Greta Van Fleet look to banish Led Zeppelin comparisons with new single, My Way, Soon

Greta Van Fleet
(Image credit: Erika Goldring/Getty Images)

Greta Van Fleet just dropped My Way, Soon, their first recorded material in over a year.

Touted as “a liberating and jubilant track that celebrates and reflects the band’s personal transformation over the past three years,” My Way, Soon might just be the track that makes people ease up on those meddlesome Led Zeppelin comparisons.

While it's still undoubtedly indebted to the '60s and '70s, the track's major-key riffage touches on Bowie, Creedence Clearwater Revival and AC/DC more than Jimmy Page and co.

The track comes ahead of the band's second studio album, the highly anticipated follow up to 2018's Anthem Of The Peaceful Army.

“This song was inspired by what three years of touring did by opening so many doorways,” vocalist Josh Kiszka says. “This is my truth, how I feel about all of our travels, but I know it echoes the experiences and changes of perspectives for [his GVF bandmates] Jake, Sam, and Danny as well.”

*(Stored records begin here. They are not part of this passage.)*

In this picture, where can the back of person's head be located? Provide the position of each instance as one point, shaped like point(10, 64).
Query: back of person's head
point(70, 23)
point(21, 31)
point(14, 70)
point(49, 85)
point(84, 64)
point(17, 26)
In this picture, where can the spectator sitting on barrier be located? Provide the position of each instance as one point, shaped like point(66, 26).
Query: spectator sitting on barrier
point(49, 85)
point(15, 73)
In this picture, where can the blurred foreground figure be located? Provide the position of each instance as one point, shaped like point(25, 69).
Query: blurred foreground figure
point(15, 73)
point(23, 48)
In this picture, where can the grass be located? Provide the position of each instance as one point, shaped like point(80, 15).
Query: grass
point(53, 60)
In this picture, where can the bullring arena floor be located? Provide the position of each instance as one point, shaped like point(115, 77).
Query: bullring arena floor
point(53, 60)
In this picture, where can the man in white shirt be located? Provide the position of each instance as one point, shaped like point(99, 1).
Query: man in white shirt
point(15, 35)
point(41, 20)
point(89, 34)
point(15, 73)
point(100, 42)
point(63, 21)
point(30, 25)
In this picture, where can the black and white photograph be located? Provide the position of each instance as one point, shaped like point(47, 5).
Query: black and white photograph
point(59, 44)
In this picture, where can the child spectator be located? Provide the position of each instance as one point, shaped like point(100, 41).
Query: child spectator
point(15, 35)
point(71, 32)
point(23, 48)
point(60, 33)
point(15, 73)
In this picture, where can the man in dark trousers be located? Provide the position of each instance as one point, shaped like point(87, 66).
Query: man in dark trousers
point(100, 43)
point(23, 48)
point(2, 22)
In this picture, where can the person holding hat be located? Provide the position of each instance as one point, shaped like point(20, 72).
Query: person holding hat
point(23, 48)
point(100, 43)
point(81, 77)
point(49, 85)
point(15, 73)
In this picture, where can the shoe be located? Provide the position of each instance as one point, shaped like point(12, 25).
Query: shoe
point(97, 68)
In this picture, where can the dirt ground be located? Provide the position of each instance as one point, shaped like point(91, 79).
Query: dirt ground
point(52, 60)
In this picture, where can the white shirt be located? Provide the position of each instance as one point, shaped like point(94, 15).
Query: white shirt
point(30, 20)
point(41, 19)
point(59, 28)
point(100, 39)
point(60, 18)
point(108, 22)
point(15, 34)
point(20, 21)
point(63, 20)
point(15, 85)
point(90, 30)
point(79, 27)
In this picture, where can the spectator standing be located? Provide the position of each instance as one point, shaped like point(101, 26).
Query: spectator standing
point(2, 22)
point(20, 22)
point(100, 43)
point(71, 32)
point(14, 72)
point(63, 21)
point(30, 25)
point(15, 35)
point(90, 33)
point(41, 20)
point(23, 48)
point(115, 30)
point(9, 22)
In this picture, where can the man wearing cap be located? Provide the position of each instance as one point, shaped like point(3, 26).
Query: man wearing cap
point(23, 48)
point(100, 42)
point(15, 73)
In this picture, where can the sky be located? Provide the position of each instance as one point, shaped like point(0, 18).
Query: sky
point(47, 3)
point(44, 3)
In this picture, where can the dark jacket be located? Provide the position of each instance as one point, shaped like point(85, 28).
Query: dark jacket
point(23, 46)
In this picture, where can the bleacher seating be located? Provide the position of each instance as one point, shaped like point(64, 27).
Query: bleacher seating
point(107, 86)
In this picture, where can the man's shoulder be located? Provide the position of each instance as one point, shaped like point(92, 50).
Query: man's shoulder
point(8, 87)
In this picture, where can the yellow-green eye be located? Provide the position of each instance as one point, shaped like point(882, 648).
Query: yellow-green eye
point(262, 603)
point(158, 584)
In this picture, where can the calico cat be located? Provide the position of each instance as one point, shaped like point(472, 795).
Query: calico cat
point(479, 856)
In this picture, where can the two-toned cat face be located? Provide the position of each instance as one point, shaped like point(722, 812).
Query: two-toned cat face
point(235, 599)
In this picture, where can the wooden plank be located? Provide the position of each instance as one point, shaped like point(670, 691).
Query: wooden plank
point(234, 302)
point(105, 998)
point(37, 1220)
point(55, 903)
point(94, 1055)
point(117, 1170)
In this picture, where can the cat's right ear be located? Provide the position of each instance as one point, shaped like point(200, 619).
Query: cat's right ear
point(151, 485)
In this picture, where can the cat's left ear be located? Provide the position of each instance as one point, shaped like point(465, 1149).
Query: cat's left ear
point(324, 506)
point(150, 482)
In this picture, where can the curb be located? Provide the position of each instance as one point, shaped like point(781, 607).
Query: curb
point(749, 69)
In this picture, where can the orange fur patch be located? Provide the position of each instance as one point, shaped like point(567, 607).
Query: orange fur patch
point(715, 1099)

“The definition of ’normal’ has very much broadened over the past couple of years, and it has affected us as musicians, especially in the writing and recording of this new album,” concurs drummer Danny Wagner.

“We realized that while growing up, we had been shielded by a lot of things, we were unaware of a lot of things. And then we were thrown out into this huge world, and it was a bit of a culture shock at first.”

In 2019, Jake and Sam Kiszka promised that Greta Van Fleet's second album will be “something quite different” from their debut.

“There's a little evolution, I suppose, with everything,” said Jake, while speaking to NME. “We're working on something quite different. It's interesting, because we never know exactly what an album is going to look like – it can only be so premeditated. But as it sort of unfolds now, it's an example of where we are musically right now. It's definitely much different than Anthem Of The Peaceful Army would have been.”

“I think it's really the next step in the evolution of what we want to do,” Sam added.